I was expecting Parambrata somewhere in the story, but it's ok. Two things I didn't understand, Victor Bannerjee got Bodhi but how and when? He is superb in the film acts as the story teller, or kind of Vivek in the old days yatra.
Aparajita did good, showed how hypocryts live inside a bengali mind.
Saswata, Rupa Ganguly story is quite same as the story of Warish, I thought but it's not. I don't know what that guy named Jojo was doing in the whole movie.
Some says it is story of relationship, but I see a movie about compromise. Those who don't compromise in life should watch the movie once.
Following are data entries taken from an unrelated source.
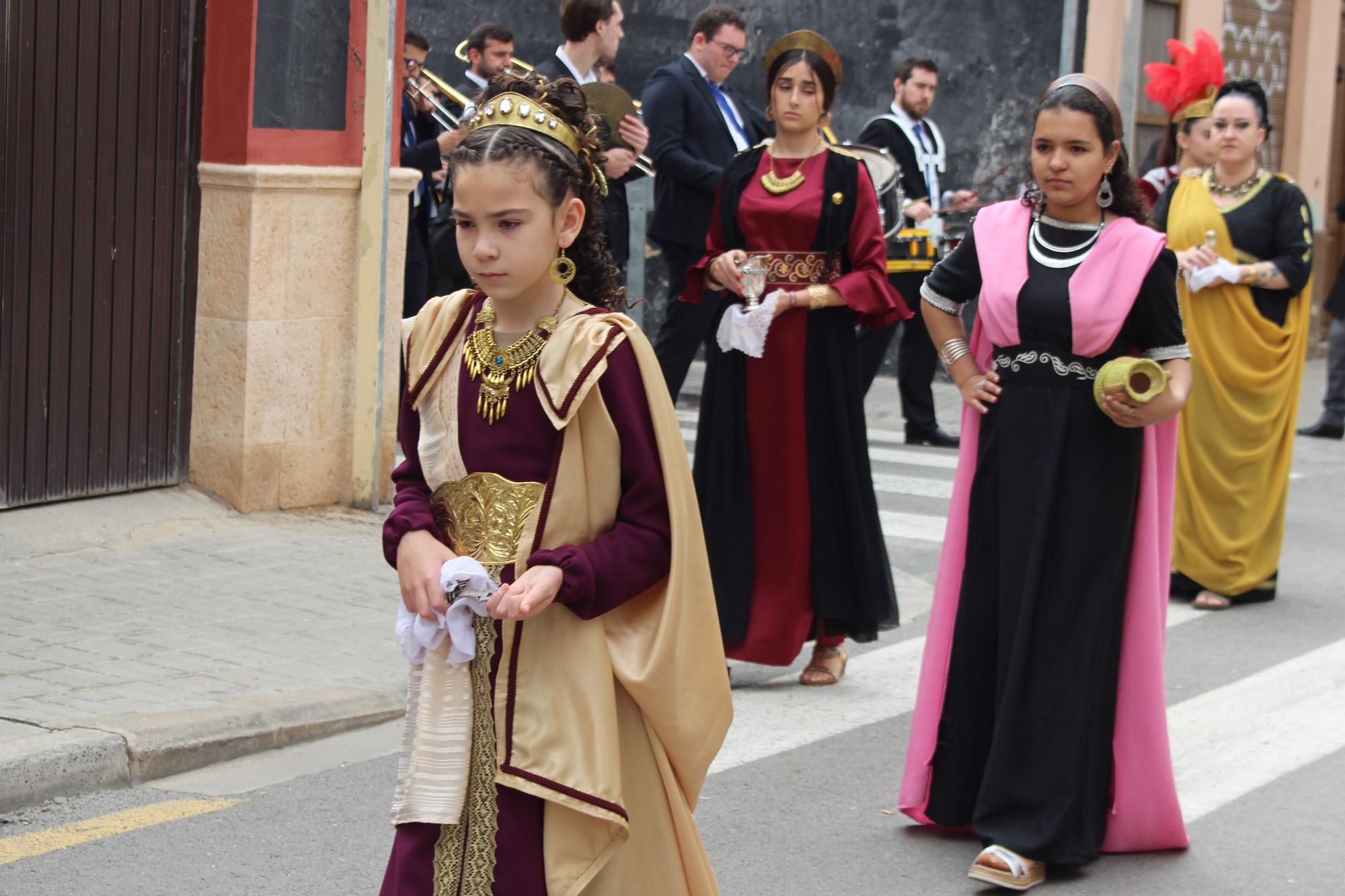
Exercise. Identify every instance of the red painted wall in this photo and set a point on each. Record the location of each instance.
(228, 135)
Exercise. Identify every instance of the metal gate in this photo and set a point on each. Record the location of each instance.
(98, 245)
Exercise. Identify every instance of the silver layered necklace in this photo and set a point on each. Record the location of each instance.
(1065, 256)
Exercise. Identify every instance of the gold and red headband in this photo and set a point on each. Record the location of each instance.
(1096, 88)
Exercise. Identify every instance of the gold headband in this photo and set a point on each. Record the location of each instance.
(1096, 88)
(814, 44)
(517, 111)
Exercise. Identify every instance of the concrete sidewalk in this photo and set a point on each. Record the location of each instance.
(147, 634)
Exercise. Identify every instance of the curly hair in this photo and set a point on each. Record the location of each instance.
(560, 174)
(1125, 194)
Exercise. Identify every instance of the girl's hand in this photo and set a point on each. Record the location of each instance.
(420, 556)
(724, 271)
(1198, 257)
(1129, 413)
(529, 596)
(981, 391)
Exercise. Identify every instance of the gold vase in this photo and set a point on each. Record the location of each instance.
(1140, 378)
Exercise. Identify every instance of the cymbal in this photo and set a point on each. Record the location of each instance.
(611, 104)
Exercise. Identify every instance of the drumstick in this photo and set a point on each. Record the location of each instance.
(977, 192)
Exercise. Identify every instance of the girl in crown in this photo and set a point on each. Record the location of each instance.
(568, 755)
(782, 458)
(1186, 89)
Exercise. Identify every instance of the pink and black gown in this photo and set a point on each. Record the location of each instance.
(782, 462)
(599, 576)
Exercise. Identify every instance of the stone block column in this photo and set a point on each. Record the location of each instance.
(272, 417)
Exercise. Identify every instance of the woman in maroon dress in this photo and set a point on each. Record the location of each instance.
(782, 464)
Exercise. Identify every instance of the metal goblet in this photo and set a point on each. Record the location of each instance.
(754, 282)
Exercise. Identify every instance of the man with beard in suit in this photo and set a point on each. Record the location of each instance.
(696, 126)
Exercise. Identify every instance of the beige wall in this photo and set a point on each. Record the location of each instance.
(272, 395)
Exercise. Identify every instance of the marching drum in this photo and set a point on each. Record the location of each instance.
(887, 181)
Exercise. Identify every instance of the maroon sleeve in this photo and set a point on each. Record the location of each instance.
(411, 502)
(696, 275)
(637, 552)
(866, 288)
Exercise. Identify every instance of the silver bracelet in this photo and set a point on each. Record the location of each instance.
(953, 350)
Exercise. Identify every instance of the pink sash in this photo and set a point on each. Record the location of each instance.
(1145, 813)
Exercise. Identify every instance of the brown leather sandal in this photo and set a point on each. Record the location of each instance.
(814, 666)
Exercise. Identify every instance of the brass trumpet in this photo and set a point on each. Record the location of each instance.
(446, 119)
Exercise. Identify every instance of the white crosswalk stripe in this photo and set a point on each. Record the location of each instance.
(926, 528)
(778, 715)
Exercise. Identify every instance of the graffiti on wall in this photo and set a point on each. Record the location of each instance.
(1256, 44)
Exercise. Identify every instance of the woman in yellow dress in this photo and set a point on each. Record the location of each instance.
(1247, 334)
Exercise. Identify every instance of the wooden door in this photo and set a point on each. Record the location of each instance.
(99, 245)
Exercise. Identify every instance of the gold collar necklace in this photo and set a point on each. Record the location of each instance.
(1237, 190)
(781, 186)
(497, 366)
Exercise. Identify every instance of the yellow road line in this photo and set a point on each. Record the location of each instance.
(128, 819)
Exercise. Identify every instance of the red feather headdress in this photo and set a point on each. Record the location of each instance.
(1187, 87)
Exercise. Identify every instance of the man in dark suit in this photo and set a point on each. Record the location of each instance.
(594, 32)
(696, 127)
(918, 146)
(490, 50)
(423, 146)
(1332, 423)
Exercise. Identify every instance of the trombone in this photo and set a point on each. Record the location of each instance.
(442, 116)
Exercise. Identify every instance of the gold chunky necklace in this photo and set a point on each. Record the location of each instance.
(497, 366)
(1237, 190)
(781, 186)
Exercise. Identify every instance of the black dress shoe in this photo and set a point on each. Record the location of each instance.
(937, 438)
(1319, 430)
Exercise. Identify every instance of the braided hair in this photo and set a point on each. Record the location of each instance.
(560, 174)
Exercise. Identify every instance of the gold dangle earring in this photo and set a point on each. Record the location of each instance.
(563, 270)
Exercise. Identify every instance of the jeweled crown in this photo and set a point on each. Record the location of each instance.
(517, 111)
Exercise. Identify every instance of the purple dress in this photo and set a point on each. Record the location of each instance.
(599, 576)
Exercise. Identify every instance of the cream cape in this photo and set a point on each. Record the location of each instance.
(621, 744)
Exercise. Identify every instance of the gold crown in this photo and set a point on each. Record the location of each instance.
(517, 111)
(1199, 110)
(814, 44)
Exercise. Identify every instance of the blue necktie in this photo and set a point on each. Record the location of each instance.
(728, 112)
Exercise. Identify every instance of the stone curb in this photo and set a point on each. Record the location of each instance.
(131, 749)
Director Anjan Dutt uses the sylvan town (Darjeeling) to explore the lives of an odd assortment of people who make up its social fabric. There's Victor Banerjee, the tea planter who writes love letters to his deceased wife and waits for a balmy day to jump off the cliff. He calls it flying! There's the stern school teacher (Saswata Chatterjee) who can barely handle the return of his divorced wife (Rupa Ganguly), and her new lover, into his life again. There are the pair of honeymooners who are already afflicted by the first wave of marital blues, specially since their's is a runaway marriage between an earthy Punjabi and a Tagore-loving Bengali. And then, there is the terrorist (Atul Kulkarni), dreaming of Gorkhaland, even as the law is after him and his paymasters are duping him.
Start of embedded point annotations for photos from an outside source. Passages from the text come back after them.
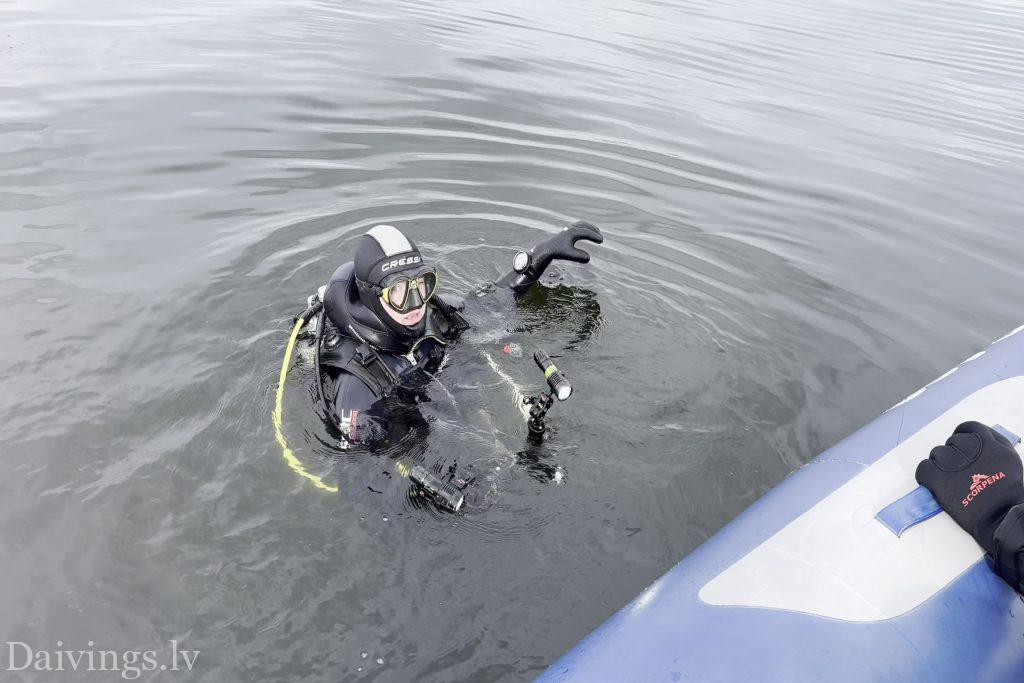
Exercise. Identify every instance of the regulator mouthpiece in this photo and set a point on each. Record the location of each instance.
(445, 494)
(559, 385)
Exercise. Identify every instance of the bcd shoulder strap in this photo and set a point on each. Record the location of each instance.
(370, 368)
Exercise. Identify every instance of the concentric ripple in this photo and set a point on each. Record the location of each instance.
(810, 210)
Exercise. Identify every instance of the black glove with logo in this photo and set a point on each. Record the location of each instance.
(530, 265)
(977, 477)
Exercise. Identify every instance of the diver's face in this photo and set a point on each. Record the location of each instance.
(409, 318)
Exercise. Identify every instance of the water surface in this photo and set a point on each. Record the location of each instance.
(810, 209)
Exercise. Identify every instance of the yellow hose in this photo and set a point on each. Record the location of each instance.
(290, 458)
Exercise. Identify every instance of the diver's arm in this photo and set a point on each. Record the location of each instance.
(529, 266)
(358, 423)
(977, 477)
(1008, 548)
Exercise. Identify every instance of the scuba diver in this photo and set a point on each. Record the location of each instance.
(387, 330)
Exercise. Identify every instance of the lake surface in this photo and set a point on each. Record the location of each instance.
(810, 210)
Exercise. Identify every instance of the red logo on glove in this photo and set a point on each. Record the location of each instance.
(978, 483)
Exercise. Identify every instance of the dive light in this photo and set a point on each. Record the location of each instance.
(446, 494)
(559, 385)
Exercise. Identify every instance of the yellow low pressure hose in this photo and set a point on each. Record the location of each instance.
(290, 458)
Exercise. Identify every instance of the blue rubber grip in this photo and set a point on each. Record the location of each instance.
(920, 505)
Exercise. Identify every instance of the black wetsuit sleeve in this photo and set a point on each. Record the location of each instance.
(1008, 554)
(360, 421)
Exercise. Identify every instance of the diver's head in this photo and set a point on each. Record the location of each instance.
(393, 281)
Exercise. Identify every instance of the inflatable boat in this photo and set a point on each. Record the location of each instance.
(847, 570)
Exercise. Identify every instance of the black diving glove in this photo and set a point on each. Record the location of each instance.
(529, 266)
(977, 477)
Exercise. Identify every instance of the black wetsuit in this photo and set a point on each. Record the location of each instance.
(377, 372)
(379, 368)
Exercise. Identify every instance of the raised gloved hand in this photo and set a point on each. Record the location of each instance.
(977, 477)
(529, 266)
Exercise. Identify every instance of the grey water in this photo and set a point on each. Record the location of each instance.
(810, 210)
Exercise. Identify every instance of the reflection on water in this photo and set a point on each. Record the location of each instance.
(809, 209)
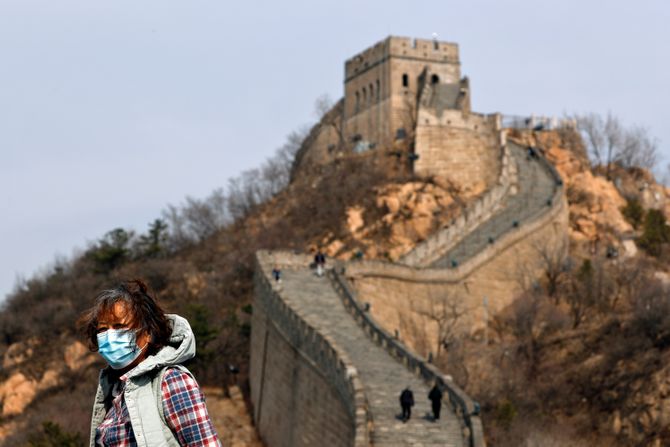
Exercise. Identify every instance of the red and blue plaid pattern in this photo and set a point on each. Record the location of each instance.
(184, 409)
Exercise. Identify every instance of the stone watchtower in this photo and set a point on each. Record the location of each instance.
(382, 83)
(410, 91)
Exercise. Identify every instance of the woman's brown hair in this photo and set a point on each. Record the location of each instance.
(147, 315)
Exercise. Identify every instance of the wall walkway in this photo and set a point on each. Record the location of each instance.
(315, 301)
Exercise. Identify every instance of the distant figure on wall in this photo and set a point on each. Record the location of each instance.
(320, 261)
(276, 273)
(406, 403)
(435, 397)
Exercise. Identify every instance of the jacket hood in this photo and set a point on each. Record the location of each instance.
(180, 348)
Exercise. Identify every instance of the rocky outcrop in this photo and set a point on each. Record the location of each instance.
(21, 389)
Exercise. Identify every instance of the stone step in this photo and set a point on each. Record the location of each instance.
(382, 376)
(536, 187)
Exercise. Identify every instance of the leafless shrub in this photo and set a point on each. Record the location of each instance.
(609, 141)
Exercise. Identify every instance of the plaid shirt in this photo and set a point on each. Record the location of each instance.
(183, 406)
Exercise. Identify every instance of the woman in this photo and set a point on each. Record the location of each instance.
(145, 397)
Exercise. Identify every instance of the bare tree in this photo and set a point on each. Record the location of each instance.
(447, 312)
(554, 263)
(609, 141)
(327, 111)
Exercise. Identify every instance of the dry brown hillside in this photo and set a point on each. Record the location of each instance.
(586, 361)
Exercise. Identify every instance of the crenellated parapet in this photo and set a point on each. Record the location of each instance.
(482, 209)
(324, 365)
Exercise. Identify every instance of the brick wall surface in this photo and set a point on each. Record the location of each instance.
(295, 404)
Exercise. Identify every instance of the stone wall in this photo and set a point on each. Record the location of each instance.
(478, 212)
(462, 405)
(303, 389)
(399, 294)
(462, 146)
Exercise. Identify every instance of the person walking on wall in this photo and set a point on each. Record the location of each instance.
(435, 397)
(320, 261)
(145, 397)
(406, 403)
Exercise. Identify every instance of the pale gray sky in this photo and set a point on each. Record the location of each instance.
(109, 110)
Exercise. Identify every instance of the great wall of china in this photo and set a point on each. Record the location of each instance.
(327, 357)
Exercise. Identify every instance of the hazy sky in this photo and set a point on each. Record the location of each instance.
(112, 109)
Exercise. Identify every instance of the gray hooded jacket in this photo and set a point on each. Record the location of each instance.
(143, 389)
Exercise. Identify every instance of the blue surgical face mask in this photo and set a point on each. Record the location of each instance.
(118, 347)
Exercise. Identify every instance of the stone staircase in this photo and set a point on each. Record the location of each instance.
(536, 187)
(382, 376)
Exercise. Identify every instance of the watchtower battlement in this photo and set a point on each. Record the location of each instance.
(405, 100)
(421, 50)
The sundry lives criss-cross each other on and around the shadowy chowrasta -- the central point of Darjeeling -- with each character trying to find a new equilibrium in his/her unsettled life. All this, while the sun rises and sets on just another ordinary day in the colonial hill resort that's somehow been left behind in the -- or is it left alone -- in the raucous march of time.
The film may be low on high drama but the director manages to create a mesmerising mood and draws you into the play of emotions that unfolds with a lazy charm. Almost in keeping with the pulse of Darjeeling, captured beautifully on screen by cinematographer Indraneel Mukherjee. While almost everyone pitches in a smart cameo, it is Victor Banerjee's lonely, aging escapist act that remains with you, with the resonance of the songs and the poetry that he so generously spouts through his philosophical ramblings, with garlic bread and whisky.